A galaxy is not what we see (the "visible"/ordinary matter surrounded by a dark halo). A galaxy is the halo of DM/DE with some visible matter that tends to gather in the central area of the bubble and which, under certain conditions, tends to accumulate in a rotating disk around a supermassive black hole that is accreting at more or less rapid pace depending on the quantity and dynamics of the available material falling towards the galactic center.
In fact, their visible part, made up of ordinary matter and radiation, represents only a small part of these cosmic objects. The most extensive, massive and relevant part for its overall structure and dynamics is what we call "dark".
Dark Matter and Dark Energy, absolutely related components, two aspects of the same "substance", are therefore not only the main component in terms of quantity, mass, but are the most important elements for the structure and dynamics of a galaxy. Without DM and DE the existence of a galactic bubble is not possible.
In cases where, due to a collision between two galactic bubbles, the greater inertia of ordinary matter has determined its exit from the DM/DE bubble, we can "observe" on one side an empty or partially empty dark galactic bubble. And next to it, we could observe a galaxy (the visible component) without dark matter (with consequent alteration of the shape and the rotation speed curve on a "cosmic" time scale obviously). Perhaps a merger of two disk/spiral galaxies into a single galaxy (ordinary matter, the visible part) with a "strange" shape, which will tend over time to an elliptical shape and, in the right conditions (the progressive repositioning in a rotating dark bubble) and in a time probably still longer, in a new and larger disc/spiral galaxy.
Due to the turbulent dynamics and interactions of this objects and their environment, as well as their age and the events that affected them, galaxies can have various extensions (dwarf, normal size, extralarge) and shapes: regular (spiro, elliptical), irregular (colliding / merging galaxies), strange shaped galaxies, etc.

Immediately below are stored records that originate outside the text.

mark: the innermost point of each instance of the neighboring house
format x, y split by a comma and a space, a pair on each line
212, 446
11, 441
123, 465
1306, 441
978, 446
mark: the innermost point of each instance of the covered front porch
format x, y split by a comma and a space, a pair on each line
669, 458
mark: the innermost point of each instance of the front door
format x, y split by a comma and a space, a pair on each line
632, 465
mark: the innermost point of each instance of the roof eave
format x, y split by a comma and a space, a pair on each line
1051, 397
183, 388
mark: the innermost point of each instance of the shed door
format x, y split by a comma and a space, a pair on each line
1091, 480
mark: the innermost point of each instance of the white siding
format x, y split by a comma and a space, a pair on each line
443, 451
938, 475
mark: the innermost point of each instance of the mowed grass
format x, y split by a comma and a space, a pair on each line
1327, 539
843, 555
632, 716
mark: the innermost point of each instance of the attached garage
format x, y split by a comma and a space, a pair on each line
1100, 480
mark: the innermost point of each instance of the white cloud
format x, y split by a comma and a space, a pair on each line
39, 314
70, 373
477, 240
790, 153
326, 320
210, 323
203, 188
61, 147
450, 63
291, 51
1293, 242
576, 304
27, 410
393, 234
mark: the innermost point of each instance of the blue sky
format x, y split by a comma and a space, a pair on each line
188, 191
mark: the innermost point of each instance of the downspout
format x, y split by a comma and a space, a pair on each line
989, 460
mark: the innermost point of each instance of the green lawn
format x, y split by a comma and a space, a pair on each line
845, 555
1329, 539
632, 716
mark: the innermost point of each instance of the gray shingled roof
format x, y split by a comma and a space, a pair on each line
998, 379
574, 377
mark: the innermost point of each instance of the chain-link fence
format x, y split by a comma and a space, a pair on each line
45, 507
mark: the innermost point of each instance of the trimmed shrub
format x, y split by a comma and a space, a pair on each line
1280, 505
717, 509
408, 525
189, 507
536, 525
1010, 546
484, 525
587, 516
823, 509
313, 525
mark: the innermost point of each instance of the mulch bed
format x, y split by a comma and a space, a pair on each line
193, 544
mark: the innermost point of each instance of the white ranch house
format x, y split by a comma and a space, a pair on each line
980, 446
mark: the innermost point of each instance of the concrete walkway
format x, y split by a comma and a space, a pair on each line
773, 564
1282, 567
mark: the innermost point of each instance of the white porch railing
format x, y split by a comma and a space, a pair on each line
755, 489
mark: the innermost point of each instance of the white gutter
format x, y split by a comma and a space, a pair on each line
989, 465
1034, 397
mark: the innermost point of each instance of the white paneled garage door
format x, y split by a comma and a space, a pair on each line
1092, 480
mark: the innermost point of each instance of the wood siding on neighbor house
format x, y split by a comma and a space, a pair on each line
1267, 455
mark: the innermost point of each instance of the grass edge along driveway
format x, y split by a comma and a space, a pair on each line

As mentioned above, it is really difficult to determine the shape of galaxies, galaxies in the complete sense (DM/DE Halo + Visible Matter/Energy). Dark halos have shapes that depend both on internal factors (distribution of mass, total energy and its distribution, turbulence and internal rotation, interactions between the dark and visible components) and on external factors (gravitational, kinetic, chirality and spin of the bubble with the extragalactic/intergalactic environment, interaction with other galactic bubbles, frictional/friction of the boundary Dark Energy components, mass ratios between the bubble and the surrounding ones, turbulent dynamics internal to the galaxy cluster, collisions, decelerations, etc).